The following describes how we applied the onboarding phase of the Natively Adaptive Interfaces (NAI) approach to a specific use case: making online videos accessible to blind and low-vision (B/LV) users.
Understand multimodal agentive interfaces.
Researched how AI agents, such as Google's Gemini and Gemma, process voice and text commands and generate audio or text responses relevant to video content.
Understand critical accessibility concepts.
- Studied ability-based design specifically for non-visual and low-vision interaction. Specifically focused on leveraging auditory perception, screen reader compatibility, and alternative app navigation methods.
Grasped universal design principles, and how they might apply when transforming the core video experience beyond the visual modality.
Examined curb-cut opportunities beyond B/LV users. Users who are experiencing situational visual impairments may benefit from features built for B/LV users. For example, a sighted person can experience situational visual impairments when driving. They often cannot—and should not—view their mobile device during this time, and would benefit from a way to interact with their device that doesn't require use of their visual modality.
Researched specific barriers B/LV users face with video content and video players. These included lack of audio descriptions, reliance on visual cues, inaccessible controls, and poor screen reader support.
Understand the concept of equivalent experiences as a design goal.
Conceptualized how a B/LV user can achieve the same goals as a sighted user when consuming an online video.

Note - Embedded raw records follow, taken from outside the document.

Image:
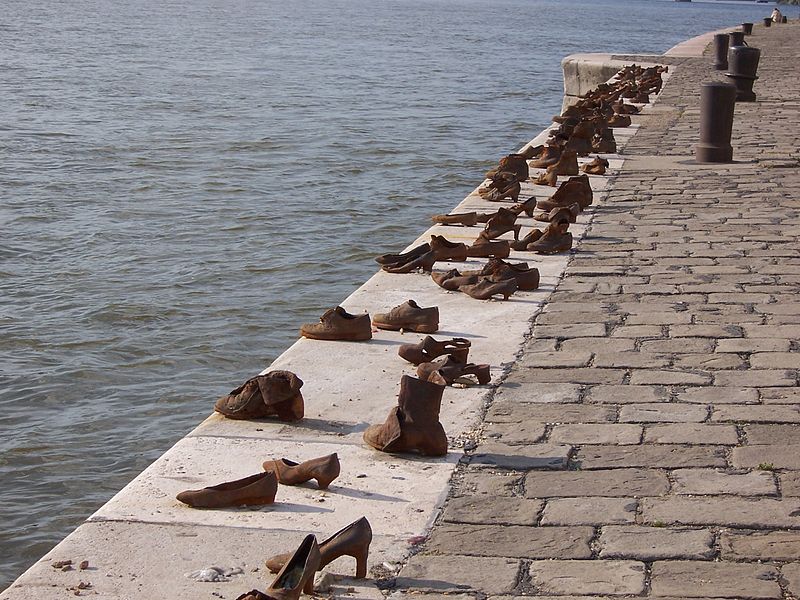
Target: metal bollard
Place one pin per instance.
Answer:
(742, 69)
(717, 101)
(721, 43)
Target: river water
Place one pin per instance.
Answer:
(182, 184)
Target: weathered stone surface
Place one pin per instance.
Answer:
(596, 433)
(729, 511)
(760, 545)
(691, 433)
(610, 483)
(657, 456)
(655, 543)
(495, 511)
(589, 511)
(511, 541)
(459, 573)
(583, 577)
(690, 579)
(714, 482)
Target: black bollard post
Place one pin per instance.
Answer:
(742, 69)
(721, 43)
(717, 101)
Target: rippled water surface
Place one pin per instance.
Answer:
(182, 184)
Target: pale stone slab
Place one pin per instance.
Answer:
(511, 541)
(655, 543)
(690, 579)
(589, 511)
(584, 577)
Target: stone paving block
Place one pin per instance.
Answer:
(499, 511)
(655, 543)
(511, 541)
(577, 434)
(719, 395)
(533, 456)
(778, 456)
(761, 513)
(665, 412)
(760, 545)
(604, 483)
(459, 573)
(717, 481)
(691, 433)
(591, 510)
(584, 577)
(665, 456)
(774, 413)
(664, 377)
(693, 579)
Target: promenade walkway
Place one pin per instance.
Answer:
(647, 442)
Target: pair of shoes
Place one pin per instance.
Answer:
(429, 349)
(409, 316)
(275, 394)
(353, 540)
(338, 324)
(447, 370)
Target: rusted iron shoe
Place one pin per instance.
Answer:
(597, 167)
(429, 349)
(254, 490)
(447, 370)
(464, 219)
(409, 316)
(324, 469)
(276, 394)
(338, 324)
(556, 239)
(353, 540)
(413, 425)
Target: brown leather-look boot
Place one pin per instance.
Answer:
(276, 394)
(353, 540)
(324, 469)
(413, 426)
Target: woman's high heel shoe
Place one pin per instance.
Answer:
(353, 541)
(324, 469)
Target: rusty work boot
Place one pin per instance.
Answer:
(338, 324)
(413, 425)
(276, 394)
(409, 316)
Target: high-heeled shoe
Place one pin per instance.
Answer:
(353, 540)
(324, 469)
(429, 349)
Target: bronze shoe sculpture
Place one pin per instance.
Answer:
(276, 394)
(429, 349)
(409, 316)
(254, 490)
(353, 540)
(338, 324)
(413, 425)
(447, 370)
(324, 469)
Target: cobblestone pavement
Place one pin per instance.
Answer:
(647, 442)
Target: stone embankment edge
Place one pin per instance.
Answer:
(141, 543)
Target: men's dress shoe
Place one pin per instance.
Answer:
(324, 469)
(413, 425)
(429, 349)
(353, 540)
(276, 394)
(338, 324)
(409, 316)
(251, 491)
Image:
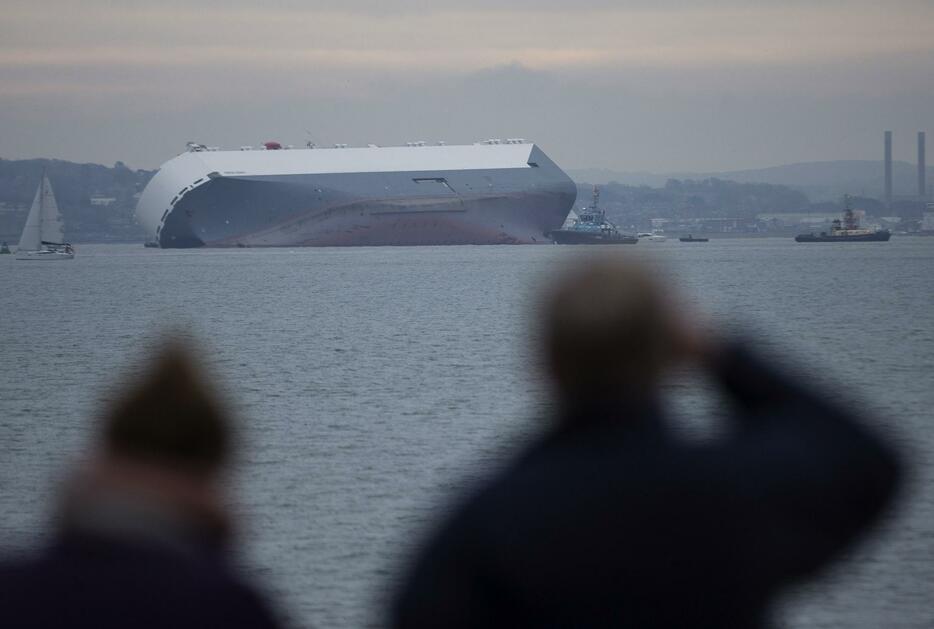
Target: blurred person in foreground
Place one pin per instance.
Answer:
(610, 520)
(142, 531)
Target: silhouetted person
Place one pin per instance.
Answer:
(610, 520)
(142, 532)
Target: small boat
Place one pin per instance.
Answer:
(590, 228)
(42, 237)
(847, 230)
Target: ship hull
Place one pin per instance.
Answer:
(880, 236)
(461, 202)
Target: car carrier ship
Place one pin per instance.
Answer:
(491, 192)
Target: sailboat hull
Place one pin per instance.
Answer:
(44, 255)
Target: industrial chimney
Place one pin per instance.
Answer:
(922, 187)
(888, 168)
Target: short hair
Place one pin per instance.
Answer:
(170, 415)
(607, 327)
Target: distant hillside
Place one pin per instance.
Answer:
(821, 181)
(97, 203)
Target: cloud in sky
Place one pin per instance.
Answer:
(648, 86)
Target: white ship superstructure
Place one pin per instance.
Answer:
(487, 193)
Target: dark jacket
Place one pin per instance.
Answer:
(105, 582)
(611, 521)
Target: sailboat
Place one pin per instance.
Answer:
(42, 237)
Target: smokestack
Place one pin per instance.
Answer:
(888, 168)
(922, 187)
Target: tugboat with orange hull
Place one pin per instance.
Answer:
(847, 230)
(591, 228)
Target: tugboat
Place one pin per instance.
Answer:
(655, 235)
(847, 230)
(591, 228)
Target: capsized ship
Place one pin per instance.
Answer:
(492, 192)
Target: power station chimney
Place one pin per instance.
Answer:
(922, 187)
(888, 168)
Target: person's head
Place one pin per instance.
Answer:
(160, 451)
(608, 331)
(170, 417)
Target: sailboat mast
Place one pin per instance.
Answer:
(41, 206)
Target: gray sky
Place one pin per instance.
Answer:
(635, 86)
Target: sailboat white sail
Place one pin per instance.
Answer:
(42, 237)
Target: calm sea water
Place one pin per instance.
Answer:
(374, 382)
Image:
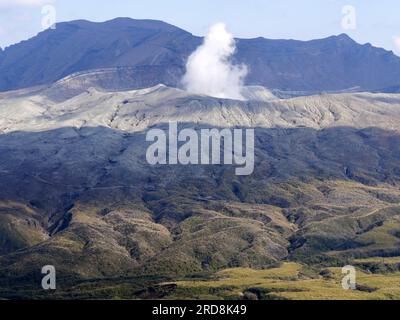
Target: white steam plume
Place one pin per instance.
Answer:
(210, 71)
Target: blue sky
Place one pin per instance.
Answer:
(377, 22)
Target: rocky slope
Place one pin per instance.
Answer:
(76, 190)
(154, 52)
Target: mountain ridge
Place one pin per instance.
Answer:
(328, 64)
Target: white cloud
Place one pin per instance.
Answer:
(7, 4)
(396, 40)
(209, 69)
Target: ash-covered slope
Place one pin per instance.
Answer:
(137, 110)
(76, 190)
(156, 52)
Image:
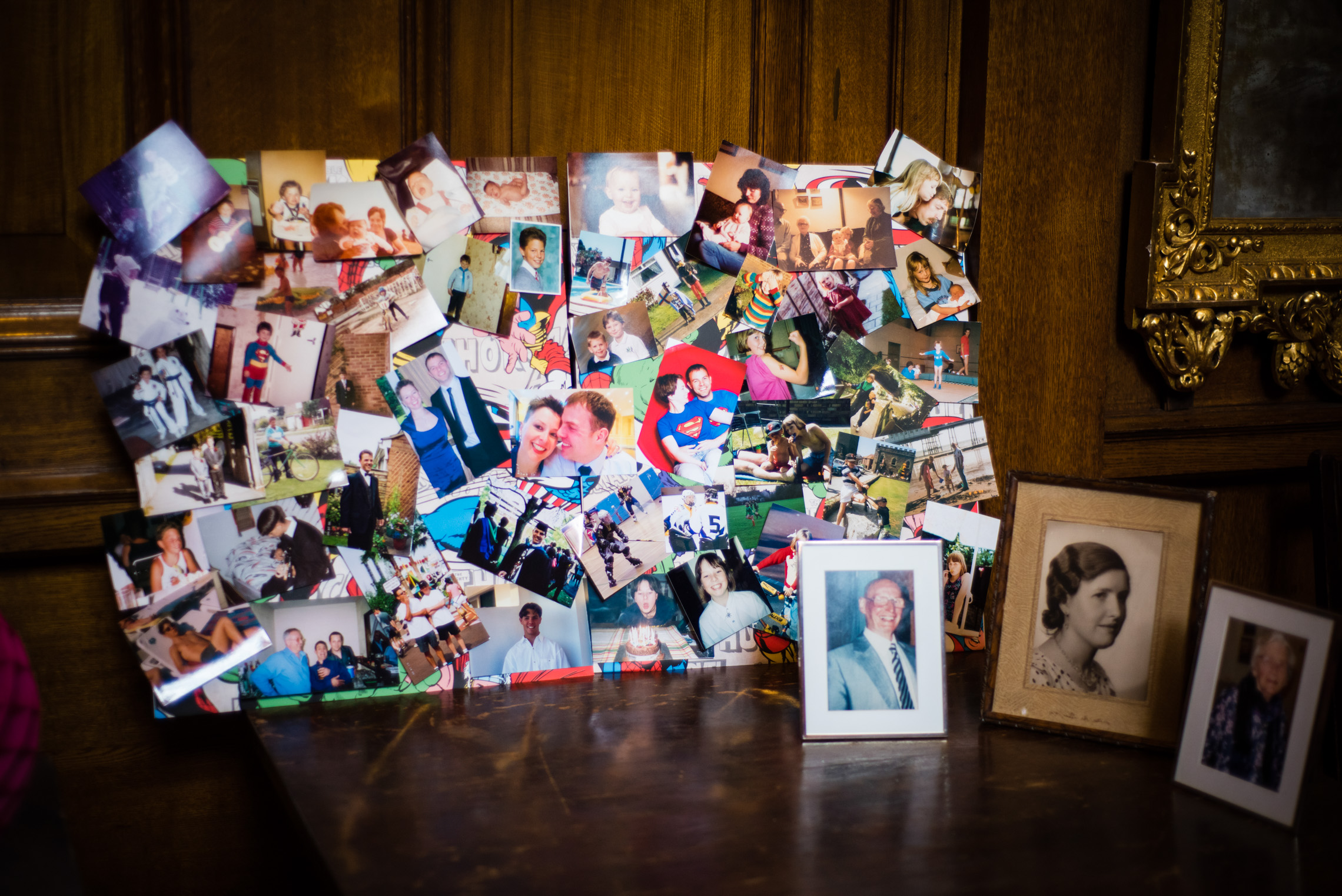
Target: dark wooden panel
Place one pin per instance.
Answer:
(701, 782)
(849, 85)
(295, 75)
(1050, 237)
(481, 79)
(929, 34)
(31, 176)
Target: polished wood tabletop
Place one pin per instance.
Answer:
(686, 784)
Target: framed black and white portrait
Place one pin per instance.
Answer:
(1254, 703)
(873, 661)
(1094, 588)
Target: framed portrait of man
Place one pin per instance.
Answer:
(873, 663)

For example, learning from a tutorial, following a news report, and enjoying a movie.
Recognized that new forms of audio and agent interactions could be critical in delivering a solution.
Mapped out essential inputs and crucial outputs. Examples of inputs include voice commands and text chat using a screen reader; examples of outputs include detailed audio descriptions, spoken summaries, answers to questions about visual content, clear audio cues for player state, and text outputs compatible with screen readers and braille displays.
Understand feature themes that are useful when building adaptable agents.
- Application control: application control is essential for B/LV users. The main focus here will be in identifying the preferred or required means for providing inputs to the agent, and receiving confirmation.
- Information seeking for content understanding: the agent must comprehend the content to describe visual elements. For example, users might say: "Describe the scene"; "Who just entered the room?"; or "What's written on the whiteboard?" Therefore, access to detailed audio descriptions (AD) or real-time visual analysis will be key. Consider summaries of visual sequences.
- Information seeking for content discovery: how can the agent help B/LV users find relevant videos without relying on visual thumbnails or browsing? For example, users might ask: "Find videos about assistive technology with good audio description" or "Read the description of the top three results."
- Content transformation: because much of the information conveyed in a video is done visually, implementing a content transformation such as video to detailed audio descriptions of visual information is fundamental to the agent providing an equivalent output experience.
- Multimodal interaction: the agent will utilize full multimodal interaction to cover the needs of users across the range of visual abilities.